“Spring Break” comes too late for my liking, so every year we take a week off in the winter. A winter break is one strategy to avoid the annual spring almost-burnout I used to experience.
Every year, we always take one week off in Febrary/March, and we always go to Grandma and Grandpa’s. It’s the ideal vacation spot: the price is right (free food and lodging); the boys get grandparent time (one highlight is getting to do the horse-poop chores with Grandpa!); I get to cook to my heart’s content and not do any dishes; and they live near The Black Canyon of the Gunnison (cross-country skiing!). On top of that, Ouray with its Hot Springs pool is only forty minutes away.

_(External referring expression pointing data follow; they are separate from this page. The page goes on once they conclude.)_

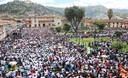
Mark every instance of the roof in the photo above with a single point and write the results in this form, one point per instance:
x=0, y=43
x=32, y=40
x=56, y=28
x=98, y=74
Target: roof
x=4, y=22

On day four of vacation I awoke in my in-laws’ guest bed, always nice and heavy with the warmest of blankets. The grandfather clock ding-donged 7:00 in the morning. Grandma was making her famous sourdough waffles (I could tell just by the sounds) while our boys played with Lincoln Logs and Legos (again, I could tell by the sounds). Yet in spite of these things, somehow my spirit felt stressed. How could this be? More than halfway through my longed-for winter break, I still felt an inner unrest. What was going on? Why the restlessness in an ideal situation of rest?
Thus says the LORD,
“Stand by the ways and see and ask for the ancient paths,
Where the good way is, and walk in it;
And you shall find rest for your souls.”
The promise is that I will find rest for my soul if I walk in the right and good way. That is, obedience results in soul-rest. The deepest rest follows obedience.
This, like much of what I find in the Bible, seems counterintuitive. Jesus said to take His burden and yoke, and then I will find rest. The result of a burden is rest?
Rest is not always what I think it is. Rest does not automatically happen when I remove myself from daily responsibilites and go to Mom and Dad’s. Rest does not require a getaway but can happen right in the middle of day-to-day tasks. My soul finds rest when I walk in God’s paths. I know, because thus says the Lord.
Father, I stand by Your ways. I see Your movings and doings. I ask for the eternal paths, where Your good way is. What is Your path, Your way? Father, I take the steps on that path. I will walk in it. Thank You for Your promised rest for my soul.